In 1959 he moved to Minsk , where he worked under Georgi Pawlowitsch Lopato at the Special Design Office (SDB, named after G. Ordzhonikidze) on the new computers of the Minsk series. He was the main designer of Minsk-2, which was already completely transistorized and went into production in 1962. He and his successor Minsk-22 were the first mass-produced Soviet semiconductor-based computers (925 of them were built).

In 1964 he became chief engineer and designed and built the computers Minsk-23, Minsk-32 and then the ES-1020 of the ES series. The Minsk-23 was planned for business applications and came out in 1966. It had advanced features such as instructions with variable word length, protected memory , multitasking . In 1968 the draft of the very popular successor Minsk-32 was finished, of which almost 3,000 pieces were produced. For these 2nd generation Minsk computers (which at that time accounted for up to 70% of the Soviet production of universally usable computers) he and the entire design team received the Soviet State Prize in 1970.

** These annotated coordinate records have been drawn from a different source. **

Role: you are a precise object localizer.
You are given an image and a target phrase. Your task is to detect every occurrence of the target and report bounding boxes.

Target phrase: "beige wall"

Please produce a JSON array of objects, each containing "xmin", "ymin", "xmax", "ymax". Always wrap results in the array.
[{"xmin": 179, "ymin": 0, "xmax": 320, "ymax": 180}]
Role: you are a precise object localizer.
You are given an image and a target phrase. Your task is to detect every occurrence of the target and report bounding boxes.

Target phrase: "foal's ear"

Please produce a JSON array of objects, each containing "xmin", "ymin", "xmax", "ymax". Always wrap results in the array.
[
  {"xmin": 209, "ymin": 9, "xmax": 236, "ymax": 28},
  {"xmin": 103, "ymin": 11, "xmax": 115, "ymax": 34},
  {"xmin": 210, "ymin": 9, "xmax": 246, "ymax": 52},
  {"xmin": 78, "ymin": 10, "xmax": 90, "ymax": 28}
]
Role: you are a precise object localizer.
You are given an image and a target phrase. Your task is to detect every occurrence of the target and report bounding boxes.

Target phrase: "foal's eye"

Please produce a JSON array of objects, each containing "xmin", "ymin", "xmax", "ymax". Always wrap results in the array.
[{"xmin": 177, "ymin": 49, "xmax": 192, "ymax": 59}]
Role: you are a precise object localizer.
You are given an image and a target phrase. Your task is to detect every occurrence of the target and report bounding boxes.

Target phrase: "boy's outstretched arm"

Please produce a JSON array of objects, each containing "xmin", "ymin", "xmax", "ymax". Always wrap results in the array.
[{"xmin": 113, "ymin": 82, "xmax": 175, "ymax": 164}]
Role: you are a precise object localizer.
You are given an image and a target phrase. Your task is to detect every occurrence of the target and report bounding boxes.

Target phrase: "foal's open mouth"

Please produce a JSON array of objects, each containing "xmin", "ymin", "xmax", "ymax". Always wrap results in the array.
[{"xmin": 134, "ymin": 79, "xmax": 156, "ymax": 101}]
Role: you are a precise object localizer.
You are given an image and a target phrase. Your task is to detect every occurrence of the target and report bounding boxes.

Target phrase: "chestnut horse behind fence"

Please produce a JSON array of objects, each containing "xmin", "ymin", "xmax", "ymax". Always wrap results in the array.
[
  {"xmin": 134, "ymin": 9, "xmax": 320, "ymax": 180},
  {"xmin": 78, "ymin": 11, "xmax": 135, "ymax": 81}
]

In 1968 a large-scale program for future computer production in the Soviet Union (outside the military-industrial complex) was decided, the ES line of 3rd generation computers compatible with the IBM mainframes ( System / 360 and successors). The production in Minsk was also subordinated to it and the SDB was an offshoot of the Moscow SRIDEC. Prschijalkowski developed the ES-1020, a smaller computer in the series, whose production began in 1971. A total of 756 copies were built, 100 of them in Bulgaria.

Prschijalkowski became scientific deputy director at SRIDEC for the ES computers (he led the design of the ES-1050, which was produced in Penza) and also chief designer of the Argon series of computers used in space travel (Argon 15, 16). He was also involved in the MSM project, the early warning system for ballistic missile defense. He was head of the International Council for ES Development and was involved in it until 1990 - the third series ES-3 followed in 1985 and the fourth ES-4 in the early 1990s.

In 1969 he received his doctorate in Novocherkassk (candidate title) and in 1983 he completed his habilitation (Russian doctorate). In 1985 he received a professorship. In 1983 he became a Hero of Socialist Labor , in 1977 he was awarded the Order of the October Revolution , 1983 the Order of Lenin and in 1971 the Red Labor Banner. He published over 100 scientific papers, including four monographs on the Minsk and ES computers.